Monitoring NFL Injury Reports
No one monitors NFL injuries more than the sportsbooks, so you can bet as soon as a report surfaces about an injury to a player, they will quickly change the odds or even temporarily remove the line completely while they readjust the point spread.
The NFL quarterback is often regarded as the most important position in professional football, and maybe all of sports, so a team’s starting quarterback being injured is valued the most out of any position and will cause the biggest shift in a point spread.
The center offensive lineman is the next most valuable position to sportsbooks due to the center being responsible for all the blocking calls on the offensive line and being familiar with how the quarterback likes the ball snapped. In addition to the center, whoever is the best pass rusher on a teams’ defense will be the third-most valuable position after quarterback and center. This is due to pass rushers, such as defensive ends and outside linebackers, heavily influencing a quarterback’s decision making since they are the shortest distance from the ball on defense and can make the biggest game changing plays.
Knowing the Value of NFL Lines, Spreads, and Odds
Regardless of which type of bet you choose, keep one thing in mind: The goal of a sportsbook is to make money and to accomplish this, a sportsbook wants an even number of bets placed on both sides. Doing so ensures the sportsbook will net a profit regardless of which team wins. Sportsbooks have “juice” added into betting lines with 10% typically being the standard amount of juice added to any money line.
Traditionally, the most common juice amount for a point spread wager is -110, which means for every $1.10 wagered, the bettor can win $1.00 from the sportsbook. And let’s say you see this line:
- New York Giants (+7.0) (-110) vs. Dallas Cowboys (-7.0) (-110)
This example gives both sides of the betting line an equal payout, but what if a lot of money starts being bet on one side and not the other?
The sportsbooks will do one of three things:
- They will change the point spread to entice bettors to wager on the side that’s not being bet on.
- They will change the payout to increase or reduce the incentive of betting on a team.
- They do both, changing both the spread and the payout.
As an example, if people begin putting most of the money on the Cowboys, the line could go from:
- New York Giants (+7.0) (-110) vs. Dallas Cowboys (-7.0) (-110)
To this line before kickoff:
- New York Giants (+9.5) (-105) vs. Dallas Cowboys (-9.5) (-115)
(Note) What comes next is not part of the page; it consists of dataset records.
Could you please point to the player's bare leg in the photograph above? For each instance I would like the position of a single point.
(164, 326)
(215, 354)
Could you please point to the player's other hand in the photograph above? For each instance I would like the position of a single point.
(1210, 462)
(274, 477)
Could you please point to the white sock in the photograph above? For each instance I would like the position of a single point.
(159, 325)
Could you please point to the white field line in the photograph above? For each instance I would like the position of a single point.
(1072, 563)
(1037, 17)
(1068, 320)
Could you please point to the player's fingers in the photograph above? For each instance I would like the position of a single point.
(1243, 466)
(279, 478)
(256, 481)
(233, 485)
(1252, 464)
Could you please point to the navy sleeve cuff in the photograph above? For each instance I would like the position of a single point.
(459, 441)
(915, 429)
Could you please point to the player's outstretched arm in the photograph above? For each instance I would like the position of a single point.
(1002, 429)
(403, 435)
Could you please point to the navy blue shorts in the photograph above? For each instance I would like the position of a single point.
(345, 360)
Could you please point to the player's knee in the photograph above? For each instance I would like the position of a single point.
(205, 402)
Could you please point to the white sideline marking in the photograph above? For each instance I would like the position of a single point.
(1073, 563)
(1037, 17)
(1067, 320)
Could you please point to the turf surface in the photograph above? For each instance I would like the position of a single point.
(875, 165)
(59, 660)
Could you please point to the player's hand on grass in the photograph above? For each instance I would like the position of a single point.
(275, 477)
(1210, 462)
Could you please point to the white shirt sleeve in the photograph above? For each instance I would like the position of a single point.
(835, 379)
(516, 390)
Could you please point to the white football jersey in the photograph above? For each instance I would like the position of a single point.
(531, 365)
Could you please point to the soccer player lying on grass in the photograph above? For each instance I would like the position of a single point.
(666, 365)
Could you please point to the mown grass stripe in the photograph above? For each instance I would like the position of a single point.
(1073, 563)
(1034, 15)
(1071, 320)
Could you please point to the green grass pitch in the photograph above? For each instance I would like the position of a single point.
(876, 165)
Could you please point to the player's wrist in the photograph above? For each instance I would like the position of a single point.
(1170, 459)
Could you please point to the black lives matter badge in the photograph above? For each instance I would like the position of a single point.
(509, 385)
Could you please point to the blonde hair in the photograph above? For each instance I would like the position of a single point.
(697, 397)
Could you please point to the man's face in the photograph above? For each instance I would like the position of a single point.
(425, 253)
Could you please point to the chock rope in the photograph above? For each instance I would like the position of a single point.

Now, because more money is being bet on the Cowboys, the sportsbooks are making a bet on the Cowboys not only hard to win, since they went from having to win by 7 to 9.5 (10), but also making them have a worse payout, going from $1.10 to win $1.00 and now needing $1.15 to win $1.00. On the flip side, the Giants can now lose by 9 or fewer points or win outright and have a payout of $1.05 to win $1.00.
In the end, don’t be fooled by value given from sportsbooks. In the example, if you believe the Cowboys are going to win handedly then you shouldn’t be swayed by bigger payouts since a bigger payout doesn’t matter if you lose because losing nets you nothing, regardless of value. On the flip side, winning the bet is always of most importance, since regardless of payout, it still means you guaranteed a profit.